Catapult-assisted take-offs and free-glide landings are but two concepts that could become standard affair in the future of aviation.
A new report by European plane-maker Airbus, entitled “Smarter Skies”, floated the ideas as the company looks ahead to address how air travel could one day become more sustainable, reports Gizmag.com.
Flying in formation was another vision mooted by the company, as the air vortices from the wings of the lead craft help support those following behind, thus saving fuel. Formations would be determined by smart, predictive software, which would calculate the most fuel-efficient pathways and making flight tracking even easier.
One of the more out-there predictions by Airbus includes flying aircraft made entirely out of recycled materials, adds theregister.co.uk. Plane interiors will be made from vegetable matter which will self-clean and repair.
Airbus also says that biofuels could be used to power 30 per cent of flights by 2030, and 50 per cent of flights of 2050 – if airlines are given the right incentives. Solar power and fuel cell technology may also have a part to play.

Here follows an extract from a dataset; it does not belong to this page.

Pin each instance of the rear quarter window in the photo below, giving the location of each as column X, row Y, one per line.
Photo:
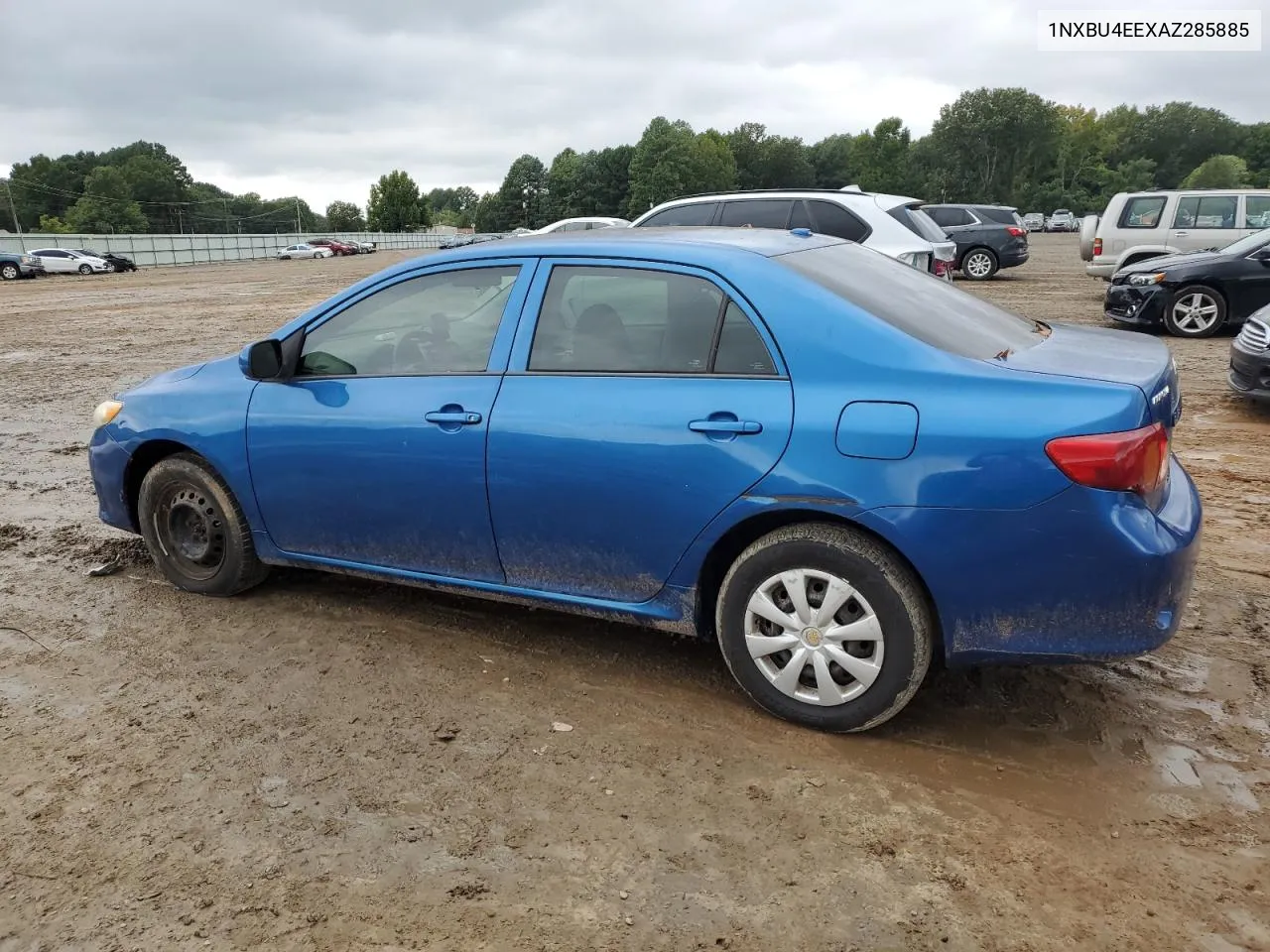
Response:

Explaining the rationale behind the Smarter Skies report, Charles Champion, Airbus VP of engineering said: “Our engineers are continuously encouraged to think widely and come up with ‘disruptive’ ideas which will assist our industry in meeting the 2050 targets we have signed up to.”
“These and the other tough environmental targets will only be met by a combination of investment in smarter aircraft design and optimising the environment in which the aircraft operates. That is why our latest Future by Airbus Smarter Skies concepts focus on not just what we fly but, how we may fly in 2050 and beyond.”